I cross the room. I walk around the desk to where he's sitting and he pushes the chair back. I step into the space between his knees and his hands go to my hips automatically. Thumbs on the bone, fingers wrapping around to the small of my back. The grip that says I know where you are.

"I found my old photo album," I say. "Pictures of my parents. My childhood. Friends from before Jason."

His thumbs move in small circles on my hips. He doesn't say anything. He waits.

"I think I want to reach out to some of them.

After the wedding. When things settle. There were people I loved, Nick.

Good people. I let Jason take them from me the way he took everything else, one piece at a time until I didn't notice the gaps anymore.

" I put my hands on his shoulders. "I don't want gaps anymore. "

"Then fill them."

Three words. The same economy he brings to everything. No lecture about healing, no caveats about being careful, no analysis of whether the friendships can be rebuilt. Just: do the thing you need to do.

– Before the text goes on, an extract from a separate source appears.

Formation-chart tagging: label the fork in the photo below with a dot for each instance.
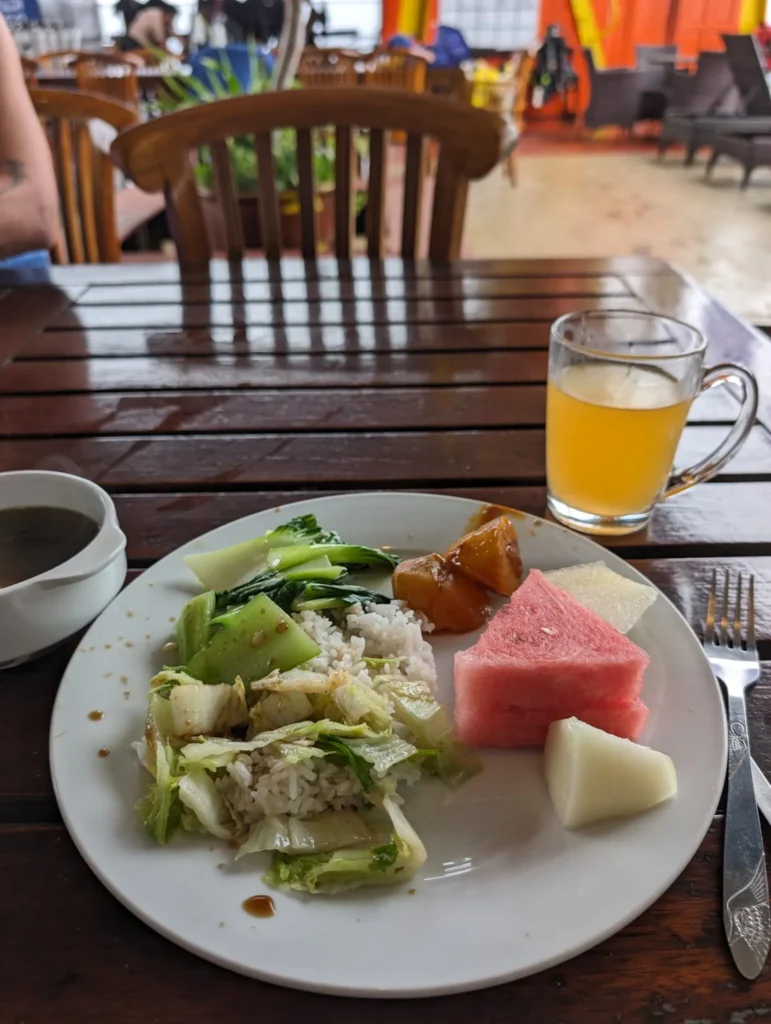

"I looked at the dress again," I say.

"How many times today?"

"Five."

The corner of his mouth lifts. "Is it still there?"

"Yes." I push my fingers through his hair, enjoying the softness of it then lean down and press my lips against his.

It starts soft. The kind of kiss I give him in the morning over coffee, the kind that says I'm here, you're here, the day hasn't started yet. But his hands slide from my hips to my lower back and pull, and I step closer, and the angle changes, and the softness tips into something else.